Artur Chukhrai for SerpApi

Posted on Jan 29, 2023 • Edited on Aug 12, 2023 • Originally published at serpapi.com

Scrape Google Lens with Python

#perl #howto #programming

What will be scraped
Using Google Lens API from SerpApi
DIY solution
Links

What will be scraped

Using Google Lens API from SerpApi

If you don't need an explanation, have a look at the full code example in the online IDE.

from serpapi import GoogleSearch
import json

params = {
    'api_key': '...',
    'engine': 'google_lens',
    'url': 'https://user-images.githubusercontent.com/81998012/210290011-c175603d-f319-4620-b886-1eaad5c94d84.jpg',
    'hl': 'en',
}

search = GoogleSearch(params)                   # data extraction on the SerpApi backend
google_lens_results = search.get_dict()         # JSON -> Python dict

del google_lens_results['search_metadata']
del google_lens_results['search_parameters']

print(json.dumps(google_lens_results, indent=2, ensure_ascii=False))

Why use API?

There're a couple of reasons that may use API, ours in particular:

No need to create a parser from scratch and maintain it.
Bypass blocks from Google: solve CAPTCHA or solve IP blocks.
Pay for proxies, and CAPTCHA solvers.
Don't need to use browser automation.

SerpApi handles everything on the backend with fast response times under ~4.3 seconds per request and without browser automation, which becomes much faster. Response times and status rates are shown under SerpApi Status page:

Head to the Google Lens playground for a live and interactive demo.

Preparation

Install library:

pip install google-search-results

google-search-results is a SerpApi API package.

Code Explanation

Import libraries:

from serpapi import GoogleSearch
import json

Library	Purpose
`GoogleSearch`	to scrape and parse Google results using SerpApi web scraping library.
`json`	to convert extracted data to a JSON object.

The parameters are defined for generating the URL. If you want to pass other parameters to the URL, you can do so using the params dictionary:

params = {
    'api_key': '...',
    'engine': 'google_lens',
    'url': 'https://user-images.githubusercontent.com/81998012/210290011-c175603d-f319-4620-b886-1eaad5c94d84.jpg',
    'hl': 'en',
}

Parameters	Explanation
`api_key`	Parameter defines the SerpApi private key to use. You can find it under your account -> API key.
`engine`	Set parameter to `google_lens` to use the Google Lens API engine.
`url`	Parameter defines the URL of an image to perform the Google Lens search.
`hl`	Parameter defines the language to use for the Google Lens search. It's a two-letter language code. Head to the Google languages page for a full list of supported Google languages.

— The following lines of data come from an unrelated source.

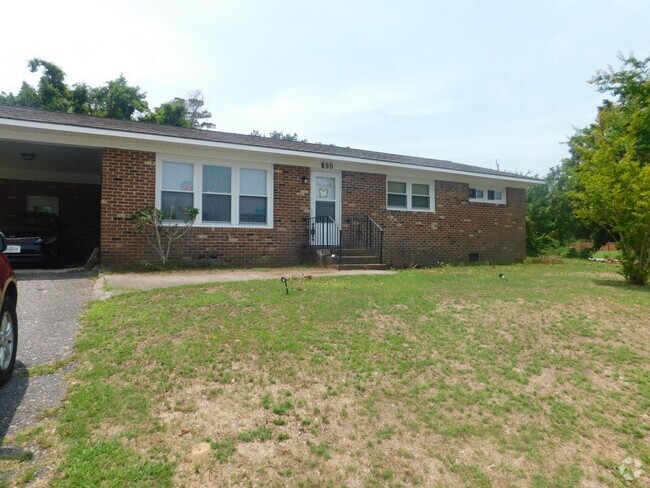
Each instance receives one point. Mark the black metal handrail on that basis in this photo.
(325, 233)
(365, 232)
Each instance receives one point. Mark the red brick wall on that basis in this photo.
(456, 229)
(78, 208)
(129, 185)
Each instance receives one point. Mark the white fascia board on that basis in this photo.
(116, 136)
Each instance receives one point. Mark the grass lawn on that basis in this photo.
(440, 377)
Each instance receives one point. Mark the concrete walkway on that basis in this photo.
(110, 284)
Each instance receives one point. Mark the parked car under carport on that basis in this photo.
(34, 237)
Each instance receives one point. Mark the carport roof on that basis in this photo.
(143, 128)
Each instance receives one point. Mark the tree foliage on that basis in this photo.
(161, 229)
(116, 99)
(612, 174)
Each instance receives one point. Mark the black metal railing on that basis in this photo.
(365, 232)
(325, 233)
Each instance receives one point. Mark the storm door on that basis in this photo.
(325, 209)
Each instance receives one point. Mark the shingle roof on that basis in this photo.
(75, 120)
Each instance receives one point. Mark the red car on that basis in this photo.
(8, 318)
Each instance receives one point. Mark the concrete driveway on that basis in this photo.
(49, 303)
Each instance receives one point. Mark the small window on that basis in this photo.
(177, 189)
(476, 193)
(494, 195)
(252, 196)
(486, 195)
(397, 194)
(409, 195)
(420, 197)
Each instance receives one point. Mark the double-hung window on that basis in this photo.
(409, 195)
(488, 195)
(252, 196)
(177, 189)
(217, 194)
(226, 194)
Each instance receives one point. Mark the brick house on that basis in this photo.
(262, 201)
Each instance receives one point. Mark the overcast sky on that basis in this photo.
(467, 81)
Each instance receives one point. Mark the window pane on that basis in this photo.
(396, 187)
(325, 188)
(252, 210)
(172, 203)
(252, 181)
(420, 202)
(178, 176)
(326, 209)
(419, 189)
(216, 208)
(397, 200)
(216, 179)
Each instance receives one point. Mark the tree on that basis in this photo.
(180, 112)
(162, 230)
(115, 100)
(613, 171)
(170, 113)
(279, 135)
(195, 111)
(52, 92)
(118, 100)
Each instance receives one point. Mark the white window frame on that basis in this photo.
(485, 190)
(235, 167)
(409, 194)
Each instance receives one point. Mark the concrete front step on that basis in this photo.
(355, 251)
(345, 267)
(366, 259)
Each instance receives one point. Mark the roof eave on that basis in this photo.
(145, 137)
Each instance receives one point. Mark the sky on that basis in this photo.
(477, 82)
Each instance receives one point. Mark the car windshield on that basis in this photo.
(29, 223)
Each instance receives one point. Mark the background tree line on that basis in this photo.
(601, 192)
(116, 99)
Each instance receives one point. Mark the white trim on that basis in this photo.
(409, 194)
(198, 164)
(135, 136)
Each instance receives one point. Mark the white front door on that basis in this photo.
(325, 209)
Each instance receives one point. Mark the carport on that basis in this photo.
(58, 178)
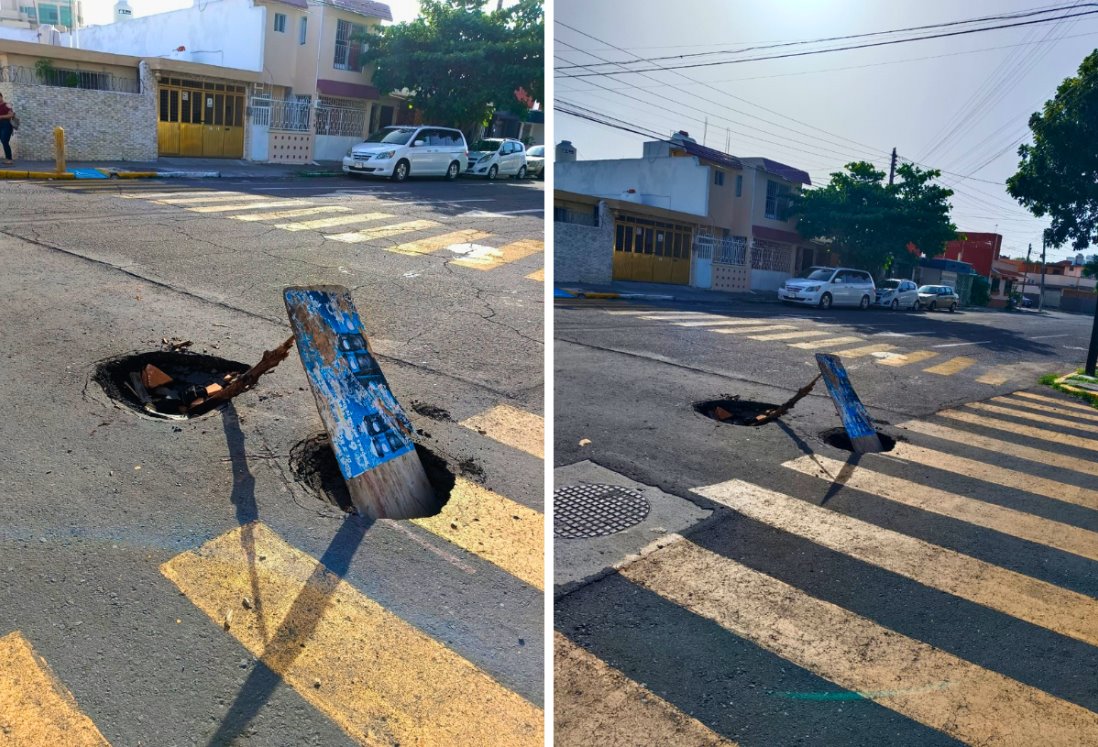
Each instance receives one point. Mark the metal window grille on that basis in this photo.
(771, 256)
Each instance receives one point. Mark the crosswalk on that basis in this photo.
(379, 677)
(1018, 544)
(808, 335)
(339, 223)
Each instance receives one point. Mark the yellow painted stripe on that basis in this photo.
(331, 222)
(35, 708)
(952, 366)
(864, 350)
(1012, 593)
(907, 358)
(435, 243)
(504, 533)
(997, 446)
(996, 475)
(512, 426)
(749, 330)
(247, 205)
(382, 680)
(1054, 409)
(792, 335)
(212, 197)
(811, 345)
(596, 704)
(966, 702)
(988, 515)
(1029, 415)
(723, 321)
(996, 376)
(381, 232)
(1053, 400)
(291, 213)
(1051, 436)
(504, 255)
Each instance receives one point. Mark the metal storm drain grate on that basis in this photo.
(595, 510)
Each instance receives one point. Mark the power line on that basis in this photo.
(842, 48)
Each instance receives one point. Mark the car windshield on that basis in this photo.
(400, 136)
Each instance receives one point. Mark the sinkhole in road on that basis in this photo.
(732, 411)
(839, 438)
(314, 464)
(165, 391)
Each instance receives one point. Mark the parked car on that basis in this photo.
(895, 293)
(830, 286)
(938, 297)
(399, 152)
(536, 162)
(496, 156)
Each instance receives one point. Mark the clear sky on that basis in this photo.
(960, 104)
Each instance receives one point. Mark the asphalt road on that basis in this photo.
(178, 579)
(781, 590)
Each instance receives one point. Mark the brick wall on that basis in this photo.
(583, 253)
(99, 125)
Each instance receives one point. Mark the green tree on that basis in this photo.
(869, 222)
(461, 64)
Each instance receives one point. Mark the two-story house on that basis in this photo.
(313, 100)
(685, 213)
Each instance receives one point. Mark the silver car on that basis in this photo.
(938, 297)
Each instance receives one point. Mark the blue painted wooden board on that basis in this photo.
(370, 434)
(863, 436)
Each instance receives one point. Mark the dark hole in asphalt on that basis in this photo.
(189, 371)
(839, 438)
(736, 412)
(314, 464)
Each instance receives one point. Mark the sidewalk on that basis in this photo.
(194, 168)
(653, 291)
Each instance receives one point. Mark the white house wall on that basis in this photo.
(673, 184)
(228, 33)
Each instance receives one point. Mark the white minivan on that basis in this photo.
(825, 287)
(399, 152)
(497, 156)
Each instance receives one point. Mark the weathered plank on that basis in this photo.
(370, 434)
(863, 436)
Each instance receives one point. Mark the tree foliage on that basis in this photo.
(870, 222)
(461, 63)
(1057, 174)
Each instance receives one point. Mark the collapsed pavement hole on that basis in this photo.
(739, 412)
(314, 464)
(189, 372)
(839, 438)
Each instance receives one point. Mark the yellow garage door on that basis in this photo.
(201, 119)
(651, 251)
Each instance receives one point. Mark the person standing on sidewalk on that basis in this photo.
(7, 114)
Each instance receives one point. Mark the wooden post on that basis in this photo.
(863, 436)
(370, 434)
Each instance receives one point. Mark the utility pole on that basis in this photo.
(1040, 303)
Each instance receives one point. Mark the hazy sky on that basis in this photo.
(960, 104)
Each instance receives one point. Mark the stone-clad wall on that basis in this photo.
(99, 125)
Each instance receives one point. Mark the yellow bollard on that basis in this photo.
(59, 148)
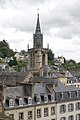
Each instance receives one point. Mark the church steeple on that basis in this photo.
(38, 37)
(38, 29)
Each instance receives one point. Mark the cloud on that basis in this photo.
(60, 23)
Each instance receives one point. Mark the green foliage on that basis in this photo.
(5, 51)
(23, 52)
(71, 65)
(12, 62)
(50, 55)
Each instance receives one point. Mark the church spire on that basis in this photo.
(38, 30)
(38, 36)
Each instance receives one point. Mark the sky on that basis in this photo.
(59, 20)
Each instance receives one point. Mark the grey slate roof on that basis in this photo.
(11, 78)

📌Note: You can also add other API Parameters.

Then, we create a search object where the data is retrieved from the SerpApi backend. In the google_lens_results dictionary we get data from JSON:

search = GoogleSearch(params)               # data extraction on the SerpApi backend
google_lens_results = search.get_dict()     # JSON -> Python dict

The google_lens_results dictionary, in addition to the necessary data, contains information about the request. The request information is not needed, so we remove the corresponding keys using the del statement:

del google_lens_results['search_metadata']
del google_lens_results['search_parameters']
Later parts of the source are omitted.